Heritage Oaks Bancorp Reports Fourth Quarter and Full Year 2013 Results - 1/23/2014

PASO ROBLES, Calif., Jan. 23, 2014 (GLOBE NEWSWIRE) -- Heritage Oaks Bancorp ("Heritage Oaks" or the "Company") (Nasdaq:HEOP), a bank holding company and parent of Heritage Oaks Bank (the "Bank"), reported net income of $1.6 million, or $0.06 per dilutive common share, for the fourth quarter of 2013 compared with $3.1 million, or $0.10 per dilutive common share, for the fourth quarter of 2012. The decline in net income for the fourth quarter of 2013 as compared to the same quarter a year ago was primarily due to a $1.7 million reduction of gain on sale of investment securities and mortgages and $1.1 million in merger and integration costs related to the pending merger with Mission Community Bancorp.
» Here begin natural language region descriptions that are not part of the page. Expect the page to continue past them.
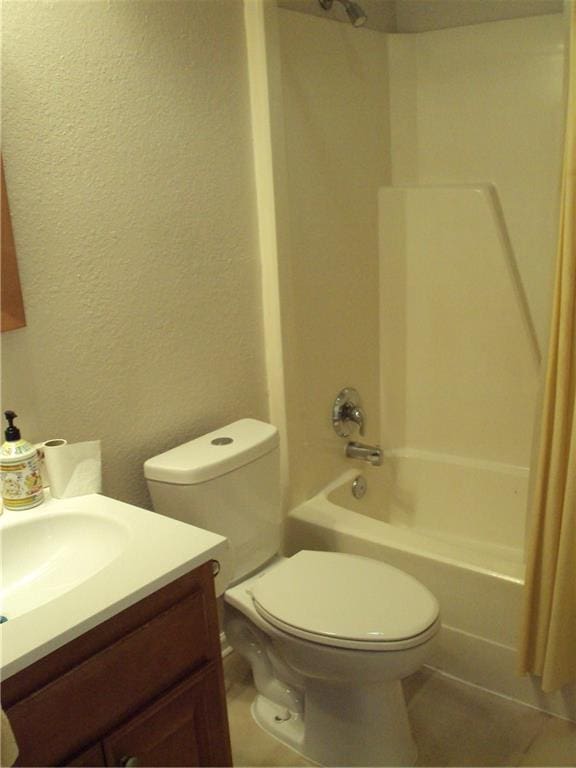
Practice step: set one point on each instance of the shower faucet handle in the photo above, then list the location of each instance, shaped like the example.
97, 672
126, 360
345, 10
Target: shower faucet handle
346, 411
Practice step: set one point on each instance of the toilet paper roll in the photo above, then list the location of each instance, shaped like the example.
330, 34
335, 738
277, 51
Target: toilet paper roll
40, 448
73, 469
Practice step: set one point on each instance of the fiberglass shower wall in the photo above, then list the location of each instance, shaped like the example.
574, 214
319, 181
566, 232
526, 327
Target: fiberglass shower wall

Net income for the year ended December 31, 2013 was $10.8 million, or $0.37 per dilutive common share, compared with $13.0 million, or $0.44 per dilutive common share, for the same period in 2012. The decline in net income for the year ended December 31, 2013 compared with the prior year was primarily due to an $8.8 million increase in income tax expense resulting from the reversal of the deferred tax asset valuation allowance during 2012.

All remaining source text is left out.